SPURGEON’S SORROWS: Realistic hope for those who suffer from depression
by Zack Eswine
144 pages / 2014
Drawing on over eighty sermons by C. H. Spurgeon (largely from the Metropolitan Tabernacle Pulpit), the author paints a vivid picture of the recurring bouts of depression, melancholy, and helplessness that harassed Spurgeon. But Spurgeon’s difficulties also enabled him to minister from the pulpit and in correspondence with many suffering from depression and from the callous comfort of “friends.”
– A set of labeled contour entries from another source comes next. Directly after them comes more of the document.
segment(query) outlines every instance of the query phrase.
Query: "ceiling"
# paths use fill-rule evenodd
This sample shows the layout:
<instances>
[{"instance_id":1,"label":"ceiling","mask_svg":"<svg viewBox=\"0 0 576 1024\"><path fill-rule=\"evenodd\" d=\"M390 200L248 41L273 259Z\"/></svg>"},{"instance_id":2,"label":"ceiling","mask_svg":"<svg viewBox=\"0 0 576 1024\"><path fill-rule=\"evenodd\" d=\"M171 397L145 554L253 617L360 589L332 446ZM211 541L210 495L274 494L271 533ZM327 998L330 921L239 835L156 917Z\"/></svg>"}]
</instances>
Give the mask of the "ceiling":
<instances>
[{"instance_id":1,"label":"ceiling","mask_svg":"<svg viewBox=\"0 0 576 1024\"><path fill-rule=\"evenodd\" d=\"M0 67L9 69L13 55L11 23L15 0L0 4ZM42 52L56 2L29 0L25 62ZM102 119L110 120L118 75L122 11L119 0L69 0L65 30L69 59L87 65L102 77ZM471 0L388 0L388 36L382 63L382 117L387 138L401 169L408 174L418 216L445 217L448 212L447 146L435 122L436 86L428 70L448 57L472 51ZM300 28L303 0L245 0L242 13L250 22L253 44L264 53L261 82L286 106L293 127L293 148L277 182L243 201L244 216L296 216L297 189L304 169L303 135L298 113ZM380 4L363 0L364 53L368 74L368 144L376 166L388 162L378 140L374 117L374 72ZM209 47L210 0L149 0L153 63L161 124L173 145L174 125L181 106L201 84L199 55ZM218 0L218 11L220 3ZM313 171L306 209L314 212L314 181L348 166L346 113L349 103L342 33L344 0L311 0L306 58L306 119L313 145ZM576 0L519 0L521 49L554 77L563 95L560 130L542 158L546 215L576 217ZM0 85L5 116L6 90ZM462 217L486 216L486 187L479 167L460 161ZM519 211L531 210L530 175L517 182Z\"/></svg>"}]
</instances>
The book is organized under three themes:
1) Trying to understand depression
2) Learning how to help
3) Aids for daily coping
The author places a strong emphasis on the fact that depression often has “circumstantial, biological and spiritual contributors and challenges” and “that the spiritual side of things could originate its own kind of depression.“ He draws on sources contemporary to both Spurgeon and our day on depression,
A section named: “Jesus Suffered Depression Too” may raise eyebrows! Spurgeon on Heb. 4:15 and Heb. 2:18:
“readily applies this sympathy of Jesus to include not only our physical weakness but also our ‘mental depression.’… Realistic hope is a Jesus-saturated thing…. [He] is an ally, a hero, a companion-redeemer, advocating for the mentally harassed.”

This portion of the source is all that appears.